I tried microwavable frozen pancakes (uhmm... they're lousy), and I had some diner pancakes (some are great!). But they were not even close to the recipe that I found at Martha Stewart.
Here it goes...
- 2 c all-purpose flour
- 2 tsp baking powder
- 1 tsp baking soda
- 1/2 tsp salt
- 3 Tbsp sugar
- 2 large eggs, lightly beaten
- 3 c buttermilk
- 4 Tbsp unsalted butter, melted (plus more for cooking if you're not using a non-stick pan)
- Heat your pan until water sizzles (the original recipe called for a griddle, but I didn't have one, so I just used a non-stick pan). Whisk together flour, baking powder, baking soda, salt and sugar.
- Add eggs, buttermilk and 4 Tbsp melted butter. Whisk to combine until medium lumps form. The key to fluffy pancakes is to not overmix the batter.
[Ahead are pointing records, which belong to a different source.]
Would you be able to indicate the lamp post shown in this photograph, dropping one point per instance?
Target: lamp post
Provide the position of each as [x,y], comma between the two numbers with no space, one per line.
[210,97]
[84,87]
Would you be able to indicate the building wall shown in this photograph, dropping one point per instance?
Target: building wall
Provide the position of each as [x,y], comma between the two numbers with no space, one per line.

- Test the pan if it is hot enough by sprinkling a few drops of water on it. If the water bounces and spatters, the pan is ready to go. Pour 1/2 cup (around 6 inches in diameter) of the pancake batter in pools 2 inches away from one another, if they fit.
- When pancakes have bubbles on top, and the edges are slightly dry, about 2 1/2 minutes, flip over. Cook until golden on bottom, about 1 minute.
- Repeat with remaining batter. Serve warm.
For pancake topping, we always use honey (acacia or black sage are best). They are so much better than pancake or maple syrup.